The MIT-based Museum Loan Network has announced the premiere performances of its new partnership with the American Composers Forum and the renewal of a grant from the John S. and James L. Knight Foundation.

Created in 1995 to promote and facilitate the long-term borrowing and lending of art objects among museums, the Museum Loan Network (MLN) has been administered by the MIT Office of the Arts since its inception. MIT was chosen as host, in part because of the Institute's long-standing commitment to the creative arts, as well as its expertise in the computing technology necessary to set up and maintain the program's database of more than 8,000 objects that serves as a shared permanent collection for museums nationwide.

Playing matchmaker, the MLN connects museums - those that need objects and those that have them - facilitating and funding the long-term loans to 191 institutions in 48 states.

Now, in a new collaboration with the American Composers Forum, the MLN is also matching composers with museums. "Museums, Composers and Communities" brings new music and the creative energy of composers directly into museums and their communities as composers are commissioned to create original pieces of work inspired by the museum installations.

The first three of six works commissioned through the 2001 pilot program will be premiered this fall, at the Mobile Museum of Art in Mobile, Ala., the Spencer Museum of Art in Lawrence, Kans., and the Western Heritage Center in Billings, Mont.

FOUNDATION GRANT

The John S. and James L. Knight Foundation has awarded the MLN $2.75 million to continue its operations.
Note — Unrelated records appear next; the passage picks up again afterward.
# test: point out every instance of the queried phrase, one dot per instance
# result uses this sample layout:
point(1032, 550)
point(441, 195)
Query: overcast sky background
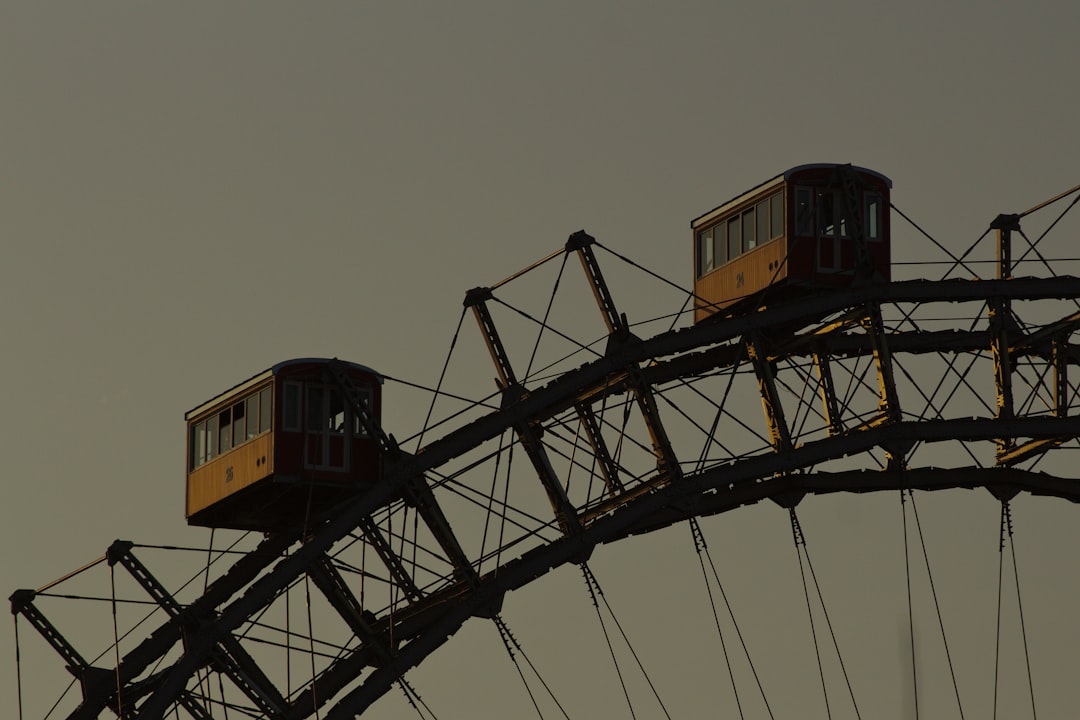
point(190, 192)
The foundation has supported the MLN with more than $6 million in grants since the program's creation.

"The enthusiastic participation of the museum community has confirmed the need and value of the MLN program. It is a pleasure to be able to continue support of this outstanding venture," said Hodding Carter III, president and CEO of the Knight Foundation. Established in 1950, the foundation promotes excellence in journalism worldwide and invests in the vitality of 26 U.S. communities.

A version of this article appeared in MIT Tech Talk on October 23, 2002.